Increased functional connectivity of thalamic subdivisions in patients with Parkinson's disease

Abstract

Parkinson's disease (PD) affects 2-3% of the population over the age of 65 with loss of dopaminergic neurons in the substantia nigra impacting the functioning of basal ganglia-thalamocortical circuits. The precise role played by the thalamus is unknown, despite its critical role in the functioning of the cerebral cortex, and the abnormal neuronal activity of the structure in PD. Our objective was to more clearly elucidate how functional connectivity and morphology of the thalamus are impacted in PD (n = 32) compared to Controls (n = 20). To investigate functional connectivity of the thalamus we subdivided the structure into two important regions-of-interest, the first with putative connections to the motor cortices and the second with putative connections to prefrontal cortices. We then investigated potential differences in the size and shape of the thalamus in PD, and how morphology and functional connectivity relate to clinical variables. Our data demonstrate that PD is associated with increases in functional connectivity between motor subdivisions of the thalamus and the supplementary motor area, and between prefrontal thalamic subdivisions and nuclei of the basal ganglia, anterior and dorsolateral prefrontal cortices, as well as the anterior and paracingulate gyri. These results suggest that PD is associated with increased functional connectivity of subdivisions of the thalamus which may be indicative alterations to basal ganglia-thalamocortical circuitry.

Fig 1. Positioning and likelihood-map of seed voxels for VLp/VA and MD/A thalamic masks.

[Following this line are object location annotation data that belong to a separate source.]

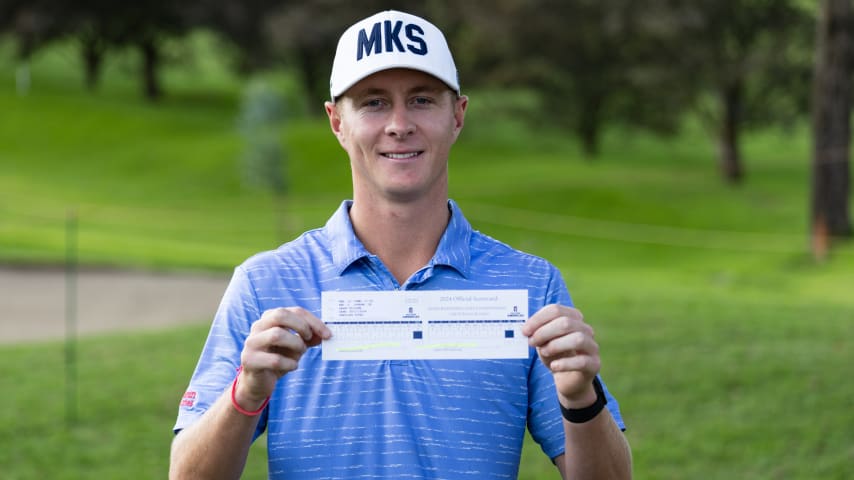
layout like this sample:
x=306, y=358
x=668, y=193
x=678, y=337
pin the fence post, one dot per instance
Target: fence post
x=71, y=318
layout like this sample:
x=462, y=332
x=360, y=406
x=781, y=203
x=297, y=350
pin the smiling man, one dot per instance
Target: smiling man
x=396, y=109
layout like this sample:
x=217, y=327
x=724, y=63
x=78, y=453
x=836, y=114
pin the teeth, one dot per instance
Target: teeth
x=401, y=156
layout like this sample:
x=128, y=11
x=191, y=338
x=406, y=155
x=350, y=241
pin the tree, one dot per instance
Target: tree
x=831, y=126
x=592, y=63
x=745, y=54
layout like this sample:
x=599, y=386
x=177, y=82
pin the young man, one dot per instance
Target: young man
x=396, y=110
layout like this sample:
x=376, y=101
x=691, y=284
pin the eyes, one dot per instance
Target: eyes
x=379, y=103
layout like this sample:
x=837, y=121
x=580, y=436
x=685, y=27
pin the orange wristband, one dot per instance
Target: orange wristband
x=240, y=409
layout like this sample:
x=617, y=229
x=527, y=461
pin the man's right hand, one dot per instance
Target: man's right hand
x=273, y=348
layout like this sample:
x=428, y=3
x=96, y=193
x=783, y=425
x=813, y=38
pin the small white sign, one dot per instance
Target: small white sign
x=425, y=324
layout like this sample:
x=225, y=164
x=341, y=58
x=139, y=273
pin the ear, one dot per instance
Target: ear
x=334, y=120
x=460, y=106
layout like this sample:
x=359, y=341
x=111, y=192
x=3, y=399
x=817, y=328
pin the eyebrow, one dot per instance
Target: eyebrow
x=370, y=91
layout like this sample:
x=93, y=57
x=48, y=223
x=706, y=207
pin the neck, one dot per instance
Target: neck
x=403, y=235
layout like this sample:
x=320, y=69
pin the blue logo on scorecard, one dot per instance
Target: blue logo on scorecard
x=386, y=37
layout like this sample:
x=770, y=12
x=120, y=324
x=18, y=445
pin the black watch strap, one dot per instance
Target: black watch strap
x=581, y=415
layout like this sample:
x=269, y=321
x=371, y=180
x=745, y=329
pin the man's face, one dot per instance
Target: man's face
x=398, y=126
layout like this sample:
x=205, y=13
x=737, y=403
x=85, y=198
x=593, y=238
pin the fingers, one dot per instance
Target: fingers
x=299, y=320
x=566, y=346
x=553, y=321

This figure displays the voxels used in seed-ROI masks for the functional connectivity analyses, overlaid on MNI T1 0.5mm images. This image was produced by combining all of the binary masks of each participant into one unified mask, with warm (yellow—red) colors indicating the positioning of the VLp/VA voxels and cold colors (light blue—dark blue) indicating the positioning of the MD/A voxels. Darker tones are indicative of a greater proportion of voxels in that region being included in the relevant seed-ROI mask. VLp/VA, ventral lateral posterior and ventral anterior thalamic voxels; MD/A, mediodorsal and anterior thalamic voxels.

Fig 2. VLp/VA thalamus functional connectivity.

p-value images showing neuroanatomical regions with significant between-group changes in functional connectivity with the VLp/VA thalamus in PD subjects compared to Controls. Warm colors (yellow-orange) represent areas of increased functional connectivity in PD and cool colors (light-dark blue) represent areas of decreased functional connectivity in PD. Spacing between each slice in the z-direction is 4.2mm beginning at z = -3.18 in the top left slice (MNI T1 2mm image). R, right; A, anterior; PCG, paracingulate gyrus; SMA, supplementary motor area; LOC, lateral occipital cortex.

Fig 3. MD/A thalamus functional connectivity.

p-value images showing neuroanatomical regions with significant between-group changes in functional connectivity of the MD/A thalamus in PD subjects compared to Controls. Warm colors (yellow-orange) represent areas of increased functional connectivity in PD. Spacing between each slice in the z-direction is 4mm beginning at z = -2.3 in the top left slice (MNI T1 2mm image). R, right; A, anterior; Put, putamen; GP, globus pallidus; CN, caudate nucleus; PCG, paracingulate gyrus; ACC, anterior cingulate cortex; DLPFC, dorsolateral prefrontal cortex; APFC, anterior prefrontal cortex.

Fig 4. Shape analysis of thalamus in PD compared to Controls.

Displayed are superior and inferior views of bilateral thalami overlaid on axial MNI T1 0.5mm images. Warmer colors indicate regions of greater inflation in the PD group compared to Controls using point-wise significance tests (p < 0.05, uncorrected). No regions were significant after false-discovery rate correction.